« On a normalisé la surcharge de travail » : des employés de Pôle emploi témoignent de leur souffrance

09 février 2020 | Stress Travail et Santé, Suicide Au Travail

L’opérateur public est visé par une information judiciaire depuis 2014. S’il n’a pas souhaité réagir, un livre intitulé « Pôle emploi. La face cachée. Enquête sur la souffrance des agents » lève le voile sur les conditions de travail des 50 000 agents et cadres supérieurs.

A Pôle emploi, la souffrance est des deux côtés du guichet.
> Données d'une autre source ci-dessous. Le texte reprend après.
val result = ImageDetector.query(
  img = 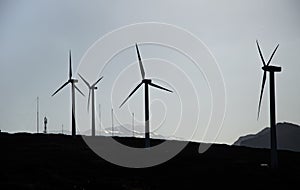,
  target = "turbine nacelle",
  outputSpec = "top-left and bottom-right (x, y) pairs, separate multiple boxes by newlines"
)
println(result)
(262, 65), (281, 72)
(69, 79), (78, 83)
(142, 79), (152, 84)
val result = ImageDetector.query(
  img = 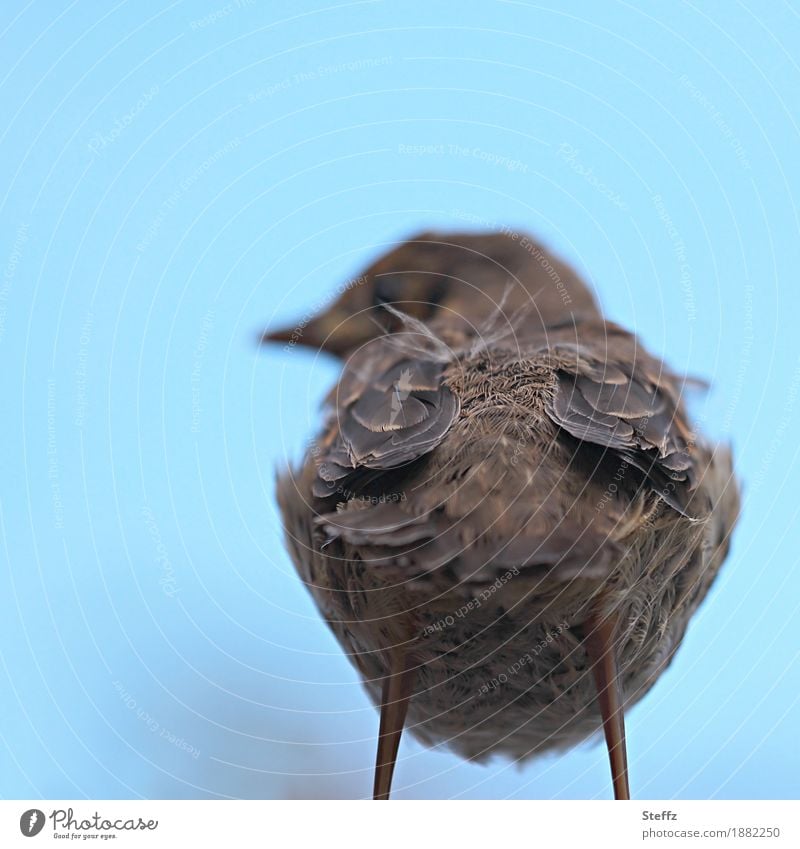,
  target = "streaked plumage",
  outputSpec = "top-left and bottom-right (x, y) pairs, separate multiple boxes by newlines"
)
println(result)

Depuis le 15 juillet 2014, l’opérateur public est visé par une information judiciaire pour « harcèlement moral, mise en danger délibérée de la personne d’autrui, non-assistance à personne en danger, homicide involontaire et conditions de travail contraires à la dignité de la personne ».
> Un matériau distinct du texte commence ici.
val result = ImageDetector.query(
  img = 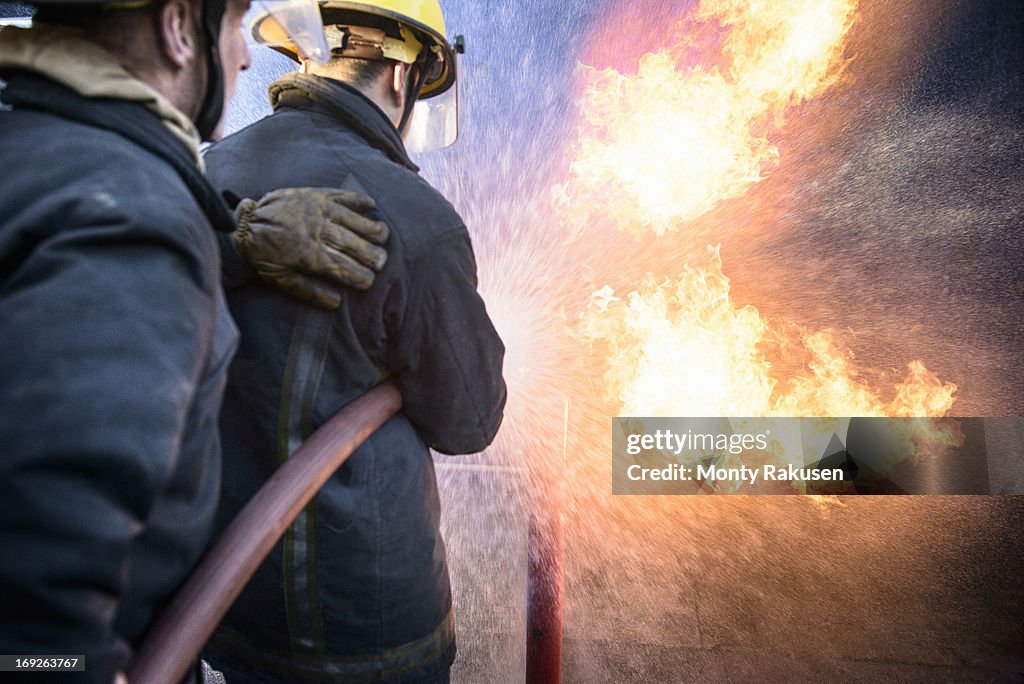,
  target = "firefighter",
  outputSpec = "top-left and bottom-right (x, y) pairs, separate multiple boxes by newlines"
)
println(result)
(204, 0), (506, 682)
(0, 0), (386, 684)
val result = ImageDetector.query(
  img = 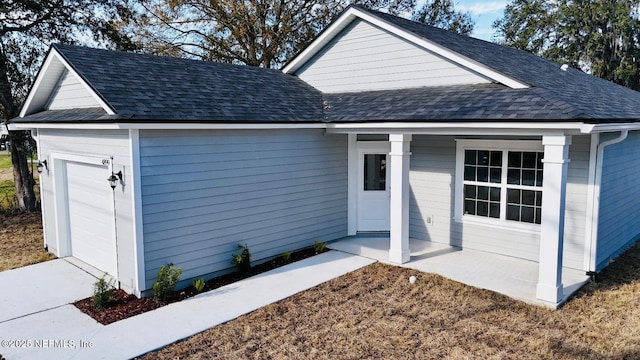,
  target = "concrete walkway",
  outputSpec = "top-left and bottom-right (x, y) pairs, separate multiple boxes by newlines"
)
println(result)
(0, 251), (375, 359)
L’information judiciaire fait suite à une plainte déposée par les parents d’Aurore Moësan. Cette conseillère, qui a travaillé dans plusieurs agences Pôle emploi de Saine-Saint-Denis, s’est pendue à son domicile le 27 octobre 2012, à 32 ans. Longue d’une vingtaine de pages, la plainte évoque plus de 17 suicides qui auraient une origine professionnelle entre 2009 et 2014. Dans Pôle emploi. La face cachée (Editions de l’Atelier, 2019), Margaux Duguet, Catherine Fournier et Valentine Pasquesoone, journalistes de Franceinfo.fr, lèvent le voile sur la situation des quelque 50 000 agents et cadres supérieurs de Pôle emploi.

Depuis la naissance de Pôle emploi, le portefeuille des agents chargés de l’accompagnement ne cesse de grossir. A la fin de l’année 2018, un conseiller aidait en moyenne trois cent quarante-neuf demandeurs d’emploi en « modalité suivi ». Un chiffre en hausse de près de 10 % en à peine deux ans. « On a normalisé la surcharge de travail. Quand tu fais beaucoup, tu dois faire encore plus », relate un conseiller. Ils sont quarante-cinq à s’exprimer sur leurs conditions de travail dans l’ouvrage.
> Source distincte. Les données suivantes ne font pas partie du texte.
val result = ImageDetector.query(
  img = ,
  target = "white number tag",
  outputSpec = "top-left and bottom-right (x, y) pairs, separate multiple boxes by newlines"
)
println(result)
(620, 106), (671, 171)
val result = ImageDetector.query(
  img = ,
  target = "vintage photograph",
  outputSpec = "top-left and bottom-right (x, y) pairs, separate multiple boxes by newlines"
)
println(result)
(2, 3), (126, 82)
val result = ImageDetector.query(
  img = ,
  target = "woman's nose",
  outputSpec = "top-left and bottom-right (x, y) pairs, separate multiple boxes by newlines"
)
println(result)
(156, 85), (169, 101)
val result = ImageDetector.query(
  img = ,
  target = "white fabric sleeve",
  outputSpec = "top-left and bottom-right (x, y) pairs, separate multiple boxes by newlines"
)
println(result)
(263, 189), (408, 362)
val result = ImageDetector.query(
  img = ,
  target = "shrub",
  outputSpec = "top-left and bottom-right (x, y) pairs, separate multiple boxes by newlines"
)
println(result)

Ils évoquent tantôt le burn-out, conséquence de cette surcharge de travail, mais également dans le phénomène inverse, celui du bore-out, cet ennui profond qui se transforme en souffrance au travail. « Car si certains sont submergés, d’autres se sentent placardisés, mis à l’écart de Pôle emploi. Marc-Antoine, chargé de mission, raconte s’être vu conseiller par la médecine du travail d’amener “un bouquin ou du tricot” au bureau, tant il manque au quotidien de tâches à faire. »

Surveillance

Le livre décrit également les mécanismes de surveillance mis en place pour mesurer l’efficacité des agents. « Retenez que la politique du chiffre reste le leitmotiv de Pôle emploi ! Voilà l’essentiel de notre mission : obtenir de bons indicateurs à tout prix ! », confie une conseillère.